Nabi Ayub tidak tergoda
oleh rayuan setan yang mencoba merayu untuk melakukan perbuatan yang dibenci
Allah. Allah Swt. Menguji kembali Nabi Ayub As. Dengan mewafatkan seluruh
anak-anaknya. Betapa sedihnya bila seorang ayah ditinggal oleh anak-anaknya
yang dicintai dan disayangi. Ternyata, ujian kedua ini pun dapat dilewatinya
dengan baik. Kemudian Allah mengujinya kembali kesabaran Nabi Ayub As. Allah
mengujinya dengan mendatangkan penykit kulit selama 7 tahun. Penyakit tersebut
akan kelihatan sangat menjijikan bagi orang lain yang melihatnya. Seluruh sanak
saudara, sahabat, handai taulan,dan tetanggnya menjauhi beliau. Orang yang
masih setia dan menunggu dan merawat beliau adalah istrinya.
Semakin berat cobaan,
maka akan semakin terlihat mutu hamba tersebut dan semakin tinggi derajatnya
disisi Allah Swt. Isteri Nabi
Ayub As. Bernama Rahmah. Beliau adalah seorang isteri yang sangat setia, taat,
dan beriman kepada Allah Swt. Kesabaran isteri Nabi Ayub As. Dengan merawat
suaminya, membuat setan tidak senang. Setan berupaya mencari jalan agar istri
Nabi Ayub As tidak lagi mau merawat serta melayani suaminya yang sedang sakit. Istri Nabi Ayub As lama kelamaan tergoda juga dengan
ajakan dan rayuan setan. Ia akhirnya menjadi enggan menunggui dan merawat
istrinya lama-lama. Nabi Ayub As rupanya mengetahui bahwa isterinya berbuat hal
tersebut. Nabi Ayub menjadi marah dan seraya berkata kepada istrinya bahwa
apabila ia sembuh ia akan memukul istrinya seratus kali.

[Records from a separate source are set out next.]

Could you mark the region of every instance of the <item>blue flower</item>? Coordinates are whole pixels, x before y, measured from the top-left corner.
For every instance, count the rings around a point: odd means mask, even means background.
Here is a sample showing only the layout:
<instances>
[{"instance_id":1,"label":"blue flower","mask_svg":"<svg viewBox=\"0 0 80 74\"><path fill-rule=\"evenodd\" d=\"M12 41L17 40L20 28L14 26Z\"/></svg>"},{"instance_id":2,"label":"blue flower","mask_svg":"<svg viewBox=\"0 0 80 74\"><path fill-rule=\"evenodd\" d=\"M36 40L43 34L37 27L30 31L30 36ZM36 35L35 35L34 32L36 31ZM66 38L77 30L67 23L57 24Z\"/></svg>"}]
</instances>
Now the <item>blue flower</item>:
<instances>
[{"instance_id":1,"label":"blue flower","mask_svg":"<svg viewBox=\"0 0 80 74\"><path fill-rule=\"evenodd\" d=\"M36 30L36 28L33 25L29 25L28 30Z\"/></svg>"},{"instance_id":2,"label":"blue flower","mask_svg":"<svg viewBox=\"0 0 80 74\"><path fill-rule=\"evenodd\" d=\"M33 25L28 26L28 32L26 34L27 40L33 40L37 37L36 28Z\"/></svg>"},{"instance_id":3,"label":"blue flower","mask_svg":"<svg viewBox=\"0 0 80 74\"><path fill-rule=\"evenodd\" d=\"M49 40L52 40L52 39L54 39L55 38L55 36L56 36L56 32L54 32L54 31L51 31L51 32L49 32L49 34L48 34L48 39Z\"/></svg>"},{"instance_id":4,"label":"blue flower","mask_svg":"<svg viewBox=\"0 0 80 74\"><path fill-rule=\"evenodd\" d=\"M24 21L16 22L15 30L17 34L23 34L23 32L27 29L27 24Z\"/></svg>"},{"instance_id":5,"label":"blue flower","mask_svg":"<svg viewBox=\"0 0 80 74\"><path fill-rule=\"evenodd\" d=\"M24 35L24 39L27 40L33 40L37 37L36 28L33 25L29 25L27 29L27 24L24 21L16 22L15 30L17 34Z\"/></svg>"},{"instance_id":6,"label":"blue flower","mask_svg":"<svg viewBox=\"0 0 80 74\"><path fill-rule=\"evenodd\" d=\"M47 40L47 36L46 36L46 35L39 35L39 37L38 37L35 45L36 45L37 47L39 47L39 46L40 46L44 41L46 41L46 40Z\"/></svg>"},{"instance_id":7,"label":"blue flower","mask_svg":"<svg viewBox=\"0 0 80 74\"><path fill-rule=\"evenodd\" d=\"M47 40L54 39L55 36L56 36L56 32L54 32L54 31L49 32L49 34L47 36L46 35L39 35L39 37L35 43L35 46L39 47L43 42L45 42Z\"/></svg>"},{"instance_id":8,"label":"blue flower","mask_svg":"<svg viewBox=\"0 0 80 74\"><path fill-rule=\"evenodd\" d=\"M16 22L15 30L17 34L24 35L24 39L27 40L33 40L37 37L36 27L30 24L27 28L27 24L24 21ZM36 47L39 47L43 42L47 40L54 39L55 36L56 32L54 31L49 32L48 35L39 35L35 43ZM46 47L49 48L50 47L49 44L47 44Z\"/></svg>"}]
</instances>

Selama Nabi Ayub menderita penykit kulit kurang lebih 7 tahun, beliau
dengan tabah dan sabar menjalani ujian tersebut. Beliau dengan sabar dan penuh
ketekunan selalu berdoa kepada kepada Allah untuk kesembuhan penyakitnya.
Allah Swt memperkenankan doa beliau. Allah memerintahkan
Nabi Ayub As untuk menghentangkan kakinya di bumi. Beliau menaati perintah itu.
Maka keluarlah air dari bekas kakinya. Atas petunjuk Allah Swt., Nabi Ayub
kemudian mandi dan minum dengan air itu. Akhirnya beliau sembuh dari
penyakitnya dan ia dapat berkumpul dengan keluarganya.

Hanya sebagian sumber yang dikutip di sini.